There are many aspects of religion that teach us that God has complete control – we are living out a plan that we don’t understand and God is giving us everything we need, whether we know it or not. I’ve written before about how I don’t believe this anymore, and with each blow we take, I become more resistant at putting this all at God’s feet. I don’t blame Him, because I don’t think He’s responsible. I think God is giving me strength that I never even imagined I had (otherwise, I don’t know how I’m surviving this), but I don’t think He is DOING this to my family. The randomness in the universe has given us some very unlucky hands, and God is helping us to survive them.
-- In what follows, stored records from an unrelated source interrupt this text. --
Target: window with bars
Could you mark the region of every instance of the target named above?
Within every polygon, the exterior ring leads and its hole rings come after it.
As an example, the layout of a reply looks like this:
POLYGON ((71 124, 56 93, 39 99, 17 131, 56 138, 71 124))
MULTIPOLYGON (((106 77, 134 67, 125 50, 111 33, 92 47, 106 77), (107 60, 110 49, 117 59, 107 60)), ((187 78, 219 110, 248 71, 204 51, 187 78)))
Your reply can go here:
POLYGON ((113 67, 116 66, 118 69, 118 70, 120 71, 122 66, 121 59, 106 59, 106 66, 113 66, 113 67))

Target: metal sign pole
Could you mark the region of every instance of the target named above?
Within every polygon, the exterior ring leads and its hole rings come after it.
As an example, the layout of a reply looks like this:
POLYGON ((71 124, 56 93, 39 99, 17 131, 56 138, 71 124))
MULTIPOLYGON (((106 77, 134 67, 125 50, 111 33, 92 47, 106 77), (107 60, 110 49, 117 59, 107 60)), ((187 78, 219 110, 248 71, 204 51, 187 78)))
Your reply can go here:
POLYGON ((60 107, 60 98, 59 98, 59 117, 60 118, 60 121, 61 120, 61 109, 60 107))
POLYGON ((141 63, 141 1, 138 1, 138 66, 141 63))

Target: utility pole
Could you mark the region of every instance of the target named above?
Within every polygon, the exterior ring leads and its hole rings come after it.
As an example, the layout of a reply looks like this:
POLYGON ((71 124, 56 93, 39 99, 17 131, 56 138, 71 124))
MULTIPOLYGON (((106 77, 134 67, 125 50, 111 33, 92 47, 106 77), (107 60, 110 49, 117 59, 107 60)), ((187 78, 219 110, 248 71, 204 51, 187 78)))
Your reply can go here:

I’ve had a very hard time coming to terms with this. In a sense, it feels sacriligeous because it violates some tenants of religion that are seared into my brain. Accepting that it doesn’t work the way I was taught as a child has been very hard to overcome. It’s also been hard to accept that life is, in many ways, random. You can do good things and live a good life and still draw the worst hand. So, what’s the incentive to do good?

I’ve come to accept that the reward for a well-lived life comes in the afterlife. While we may be punished on this earth for doing nothing wrong, I believe that the reward and justice comes when we get to heaven. I have to believe that this is where God does have complete control and the good people receive their just reward. Honestly, this is what gets me through the day most of the time. I’ve learned the hard way that this life isn’t fair. I have to believe that there is good coming to us down the line – it just might be farther down the line than I’d like.